本文へ移動

2021年2022年バックナンバー

雑記帳

無理心中

 その昔、ドイツのLCCであるジャーマンウィングスの旅客機が、フランス南東部で起きた墜落したことがあります。
 フランスとドイツの捜査当局は、アンドレアス・ルビッツ副操縦士(27)が、飛行機を意図的に墜落させたとみられると発表しました。

 背景は不明な点が多く、当局は親族らの聴取などを通じ副操縦士の言動に不自然な点がなかったかを調べています。

 副操縦士の知人らは独メディアに「テロや自殺の兆候はみられなかった」と証言し、一方で、副操縦士が過去に訓練を一時中断していたことに関して「燃え尽き症候群というか、落ち込んでいたようだ」との元同級生の母親の話も伝えられています。

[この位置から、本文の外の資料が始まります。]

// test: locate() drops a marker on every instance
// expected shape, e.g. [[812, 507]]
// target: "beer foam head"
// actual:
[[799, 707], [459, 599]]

 メルケル・ドイツ連邦独首相は、副操縦士の意図的な犯行だったとみられることについて「信じられず、理解の限度を超えている」と非難し、その上で「さまざまな観点から徹底的に捜査する」と語り、真相解明に全力を挙げる意思を述べました。

 ある意味、かなり悪質な「無理心中」(自殺+殺人)ですね。

 もちろん殺人罪です。

 ドイツは、日本ほど銃器が厳しく禁止されていませんから(陸続きのスイスでは、スイスの男性の大多数は予備役軍人であるため、各家庭に自動小銃(予備役の将校は自動拳銃も含む)が貸与されています。ドイツは全く事情が異なりますが、ある意味、入手は難しくないようです)、首つりや飛び降りではなく、銃による自殺が多いですね。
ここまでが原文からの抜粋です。